Dans le monde des régulateurs, cet empilement de dettes à tous les niveaux du système financier et cette fièvre spéculative qui a saisi jusqu’aux particuliers n’évoquent que de mauvais souvenirs : de 1929 à 2008, ils connaissent par cœur l’enchaînement fatal qui a conduit à des crises financières qui ne devaient pas survenir mais qui sont quand même advenues.

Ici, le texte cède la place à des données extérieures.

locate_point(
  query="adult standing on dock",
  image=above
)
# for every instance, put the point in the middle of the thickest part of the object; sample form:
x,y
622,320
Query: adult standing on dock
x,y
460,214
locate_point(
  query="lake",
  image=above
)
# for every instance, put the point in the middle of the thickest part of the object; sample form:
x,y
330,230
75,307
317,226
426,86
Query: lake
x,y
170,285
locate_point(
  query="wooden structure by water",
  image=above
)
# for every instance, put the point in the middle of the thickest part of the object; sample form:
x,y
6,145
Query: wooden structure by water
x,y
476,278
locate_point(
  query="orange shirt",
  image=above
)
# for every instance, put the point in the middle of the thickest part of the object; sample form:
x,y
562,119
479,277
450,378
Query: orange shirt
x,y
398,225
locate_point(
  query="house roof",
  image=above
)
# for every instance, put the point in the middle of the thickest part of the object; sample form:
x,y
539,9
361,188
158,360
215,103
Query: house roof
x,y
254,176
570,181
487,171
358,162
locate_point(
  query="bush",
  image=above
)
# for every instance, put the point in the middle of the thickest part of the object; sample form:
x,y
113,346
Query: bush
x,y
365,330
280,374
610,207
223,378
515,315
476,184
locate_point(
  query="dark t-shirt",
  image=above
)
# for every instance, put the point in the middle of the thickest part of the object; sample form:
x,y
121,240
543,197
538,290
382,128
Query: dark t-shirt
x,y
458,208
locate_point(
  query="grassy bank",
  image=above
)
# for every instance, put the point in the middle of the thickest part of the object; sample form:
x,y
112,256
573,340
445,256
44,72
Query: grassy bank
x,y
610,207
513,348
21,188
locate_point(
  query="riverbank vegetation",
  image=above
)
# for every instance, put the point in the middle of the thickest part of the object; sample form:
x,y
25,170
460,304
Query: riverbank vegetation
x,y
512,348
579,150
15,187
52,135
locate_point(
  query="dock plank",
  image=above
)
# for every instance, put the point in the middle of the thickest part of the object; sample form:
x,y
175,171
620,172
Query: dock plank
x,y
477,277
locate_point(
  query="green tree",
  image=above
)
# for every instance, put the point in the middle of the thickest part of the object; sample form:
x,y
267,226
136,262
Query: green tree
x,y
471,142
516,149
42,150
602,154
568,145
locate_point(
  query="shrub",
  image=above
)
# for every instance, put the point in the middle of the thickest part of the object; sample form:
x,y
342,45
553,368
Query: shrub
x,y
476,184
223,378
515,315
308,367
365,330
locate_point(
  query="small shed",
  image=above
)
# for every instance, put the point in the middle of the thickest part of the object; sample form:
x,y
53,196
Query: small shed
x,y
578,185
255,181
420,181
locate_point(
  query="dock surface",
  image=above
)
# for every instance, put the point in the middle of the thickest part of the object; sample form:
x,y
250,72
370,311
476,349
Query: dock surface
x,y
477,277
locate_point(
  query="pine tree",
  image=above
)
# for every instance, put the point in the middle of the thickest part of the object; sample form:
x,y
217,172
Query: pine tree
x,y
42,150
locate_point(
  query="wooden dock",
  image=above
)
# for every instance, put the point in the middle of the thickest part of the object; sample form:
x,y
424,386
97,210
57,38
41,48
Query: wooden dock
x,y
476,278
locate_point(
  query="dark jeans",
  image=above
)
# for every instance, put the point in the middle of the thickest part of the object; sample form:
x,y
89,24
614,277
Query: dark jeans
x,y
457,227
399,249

Les faillites de First Brands et de Tricolor, qui ont mis en difficulté des banques régionales états-uniennes, sont pour eux une première alerte. La bulle de l’IA et les tensions qui s’accumulent dans tout le système en sont une seconde. « Nous pouvons constater les vulnérabilités, l’opacité, l’effet de levier, la faiblesse des normes de souscription et les interconnexions. Nous pouvons observer des parallèles avec la crise financière mondiale. Ce que nous ignorons, c’est l’ampleur de l’impact macroéconomique de ces problèmes », a expliqué le 21 octobre devant la Chambre des lords Sarah Breeden, responsable de la stabilité financière au Royaume-Uni, refusant d’aller plus loin dans l’analyse. D’autres se montrent beaucoup moins prudents et parlent de la crise financière qui vient.
Un tel climat d’incertitudes économiques et géopolitiques, associées à l’inquiétude de nombre d’acteurs, devrait inciter à la prudence. À l’exception de ceux qui ont choisi de se réfugier dans l’or – son cours est à plus de 4 000 dollars (environ 3 500 euros) –, le monde financier semble indifférent à ces mises en garde. Il continue à danser sur un volcan, par peur de perdre une once de profit, avant que la musique s’arrête.